On the road the base 2.0-litre engine proved perfectly adequate for its price and positioning, spritely enough for everyday duties around town and comfortably quiet at low revs. Away from an urban environment it asks to be worked a little harder to keep pace up steep inclines or for overtaking and it can become noisier at higher engine speeds.
Effortless cruising is the forte of the 1.6-litre turbo diesel in the Elite and Premium variants. There’s a little lag as it spools up from low engine speeds, which doesn’t play to the strengths of the dual-clutch automatic, but once on the move it feels more robust, particularly through its mid range.
Give it some beans for overtaking and the otherwise quiet and refined little diesel starts to show its clattery side, but only ever in short bursts.
There’s no denying the SR, with its punchy 1.6-litre turbo, is the pick of the bunch though.
It may not be an all-new powertrain, dating back to its first appearance in the now aging Veloster but progressive changes have made the i30 SR feel more responsive and refined than it does in the Veloster.
The dual-clutch auto is a smart match to the for the turbo motor, with smooth gear changes of its own accord, and quick reaction when asked to manually shift via the steering wheel paddles.
Despite being the most powerful variant available at present, the SR doesn’t necessarily feel all that quick nor is it overflowing with character, but as an integral package the SR delivers with well weighted steering and secure roadholding.
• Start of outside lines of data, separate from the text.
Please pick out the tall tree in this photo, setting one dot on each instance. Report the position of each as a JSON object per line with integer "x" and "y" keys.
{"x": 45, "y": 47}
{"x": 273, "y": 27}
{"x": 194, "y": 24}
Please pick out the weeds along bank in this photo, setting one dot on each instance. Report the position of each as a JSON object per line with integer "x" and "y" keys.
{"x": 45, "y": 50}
The torsion beam rear suspension in all other models is slightly less sophisticated over heavy hits and small frequency bumps, and the steering in the diesel models can feel a little more elastic in its weighting.
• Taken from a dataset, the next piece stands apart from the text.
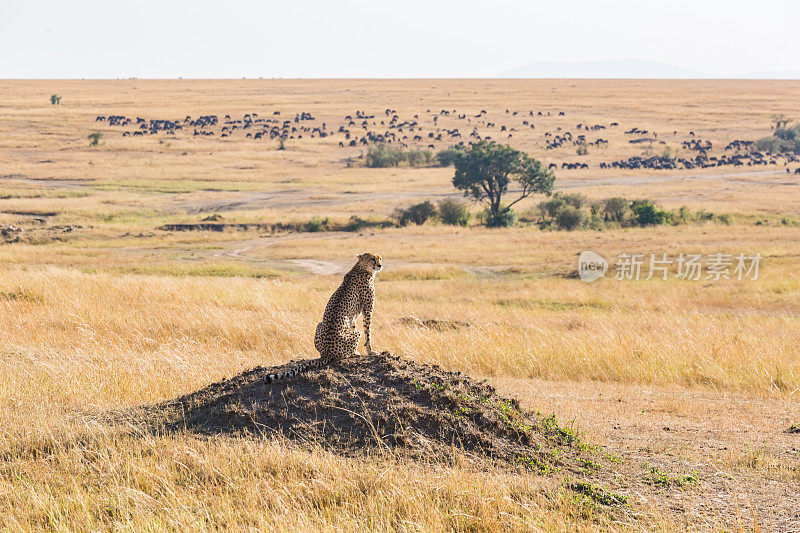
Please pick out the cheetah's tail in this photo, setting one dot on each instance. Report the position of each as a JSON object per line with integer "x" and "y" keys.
{"x": 296, "y": 370}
As is the case with the rest of Hyundai’s range, a local suspension tuning program ensures the i30 meets the demands of Australian road conditions and the preferences of local drivers.
ANCAP Rating: 5 Stars – this model scored 35.01 out of 37 possible points when tested in 2017. Crash testing was conducted by ANCAP on the structurally similar Hyundai Elantra, with technical data supplied to ANCAP confirming the same level of crashworthiness for the i30
Safety Features: All i30 models come with seven airbags (dual front, front seat side, full-length curtain, and driver’s knee), electronic traction and stability control, and ABS brakes with brake assist.
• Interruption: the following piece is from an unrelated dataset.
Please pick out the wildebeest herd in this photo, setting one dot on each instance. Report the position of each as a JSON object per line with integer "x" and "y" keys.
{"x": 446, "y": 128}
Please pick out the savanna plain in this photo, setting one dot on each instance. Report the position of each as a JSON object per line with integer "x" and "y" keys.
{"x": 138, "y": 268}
High-end models include blind spot detection with lane change assist, driver attention alert, lane keeping assist, rear cross traffic alert, adaptive cruise control, and tyre pressure monitoring. Some features aren’t available in conjunction with a manual transmission, your Hyundai dealer can provide more info.
TMR VERDICT | OVERALL
In each of the five available i30 models Hyundai has struck the right mix of value-oriented features, safety, and comfort and wrapped the whole package in a stylish (if slightly unadventurous) new design.
Against its warm hatch competitors the i30 SR stands out as an excellent segment contender, and also shows that Hyundai has room for much more with the arrival of its upcoming hot hatch developed by Hyundai’s high-performance N division.
In fact, Hyundai’s latest small car is more convincing across the board than it ever has been, delivering even better value to Australian customers than before and bolstering the i30’s enviable reputation even further.